We are a nation of immigrants and of refugees. It has given us strength. Our diversity is what makes America the greatest, strongest country in the history of the world.

Sadly, the kind of displacement that caused him to come to this country is far from unprecedented. This country has opened its arms again and again and again, generation after generation, to provide for refugees displaced by war and oppression. Inhumane dictators, territorial disputes, environmental degradation, all are contributing now more than ever to the largest refugee crisis since World War II.

We are going through a humanitarian crisis in this country. Part of it is due to the brutality and inhumanity of the Assad regime in Syria, the horrors unleashed by ISIL in Syria and Iraq. Neighboring countries have been overwhelmed by fleeing refugees.

During my Middle East trip in July 2013 with Senator McCain and others, I visited a refugee camp in Jordan that houses many of these refugees and, since my visit, the situation has only worsened significantly.

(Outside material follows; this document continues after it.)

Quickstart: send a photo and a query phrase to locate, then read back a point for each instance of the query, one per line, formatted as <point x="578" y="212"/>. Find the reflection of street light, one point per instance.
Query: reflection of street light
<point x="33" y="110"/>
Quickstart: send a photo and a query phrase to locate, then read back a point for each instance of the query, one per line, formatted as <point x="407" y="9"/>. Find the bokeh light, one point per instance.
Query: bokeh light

Syria alone has produced an estimated 4 million registered refugees--those are the individual ones counted--in addition to the 7.6 million internally displaced people.

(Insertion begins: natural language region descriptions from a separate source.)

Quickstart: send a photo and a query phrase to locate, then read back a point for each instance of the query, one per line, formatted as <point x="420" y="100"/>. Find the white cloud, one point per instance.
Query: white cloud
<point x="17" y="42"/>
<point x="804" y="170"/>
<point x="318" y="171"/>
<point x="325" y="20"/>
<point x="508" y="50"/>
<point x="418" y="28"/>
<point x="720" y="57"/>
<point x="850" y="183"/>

Turkey bears the brunt of this refugee crisis, housing nearly 2 million of them. Lebanon shelters over 1.1 million refugees, while Jordan has taken 600,000 or more, and Egypt recently exceeded the 130,000 mark.

These numbers are abstract. For every one of them, there is a human voice and a face. Many are children barely able to comprehend the fate that has befallen them. This year alone, Germany is expecting 800,000 asylum seekers, a marked increase from 626,000 in 2014 and 431,000 in 2013. Again, these numbers have impact on those countries, on their populations.

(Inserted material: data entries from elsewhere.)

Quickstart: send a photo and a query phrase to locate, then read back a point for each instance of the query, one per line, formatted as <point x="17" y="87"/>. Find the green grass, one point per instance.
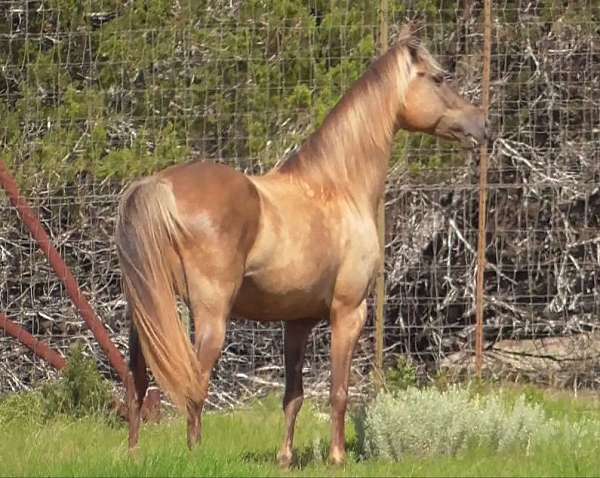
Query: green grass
<point x="245" y="443"/>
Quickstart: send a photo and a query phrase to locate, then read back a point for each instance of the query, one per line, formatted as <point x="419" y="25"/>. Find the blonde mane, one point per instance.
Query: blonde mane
<point x="352" y="147"/>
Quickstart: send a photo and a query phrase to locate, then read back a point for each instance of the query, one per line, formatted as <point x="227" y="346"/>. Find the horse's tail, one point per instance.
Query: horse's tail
<point x="149" y="234"/>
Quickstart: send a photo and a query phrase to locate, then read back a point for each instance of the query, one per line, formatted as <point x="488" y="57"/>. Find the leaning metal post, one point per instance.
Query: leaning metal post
<point x="39" y="348"/>
<point x="63" y="272"/>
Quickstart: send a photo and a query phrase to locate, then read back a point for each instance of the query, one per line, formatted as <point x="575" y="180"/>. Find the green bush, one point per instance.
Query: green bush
<point x="81" y="391"/>
<point x="24" y="408"/>
<point x="430" y="422"/>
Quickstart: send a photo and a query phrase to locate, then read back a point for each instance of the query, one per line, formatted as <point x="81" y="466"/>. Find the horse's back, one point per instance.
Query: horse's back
<point x="219" y="204"/>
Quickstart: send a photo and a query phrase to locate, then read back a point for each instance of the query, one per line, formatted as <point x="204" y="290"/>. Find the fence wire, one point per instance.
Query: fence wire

We met this morning with the Ambassadors of the European countries to hear about that impact on them and about their plans to do even more.

The Atlantic Ocean separates us from this crisis physically, but morally we have no separation at all. The destabilizing effect of that massive displacement ultimately affects us as well, our national security, and the stability of regions where we have a vital economic stake and a moral obligation.

I strongly support a policy of American generosity and humanitarian relief toward those refugees seeking to escape the untenable and unlivable conditions in Syria and Iraq. Exactly what steps this Nation should take will be a matter of contention and continuing debate, but clearly, we have obligations--moral obligations, self-interested obligations, economic obligations--to the men, women, and children who have walked hundreds of miles in search of safety and security and to the countries currently searching for ways to accommodate them.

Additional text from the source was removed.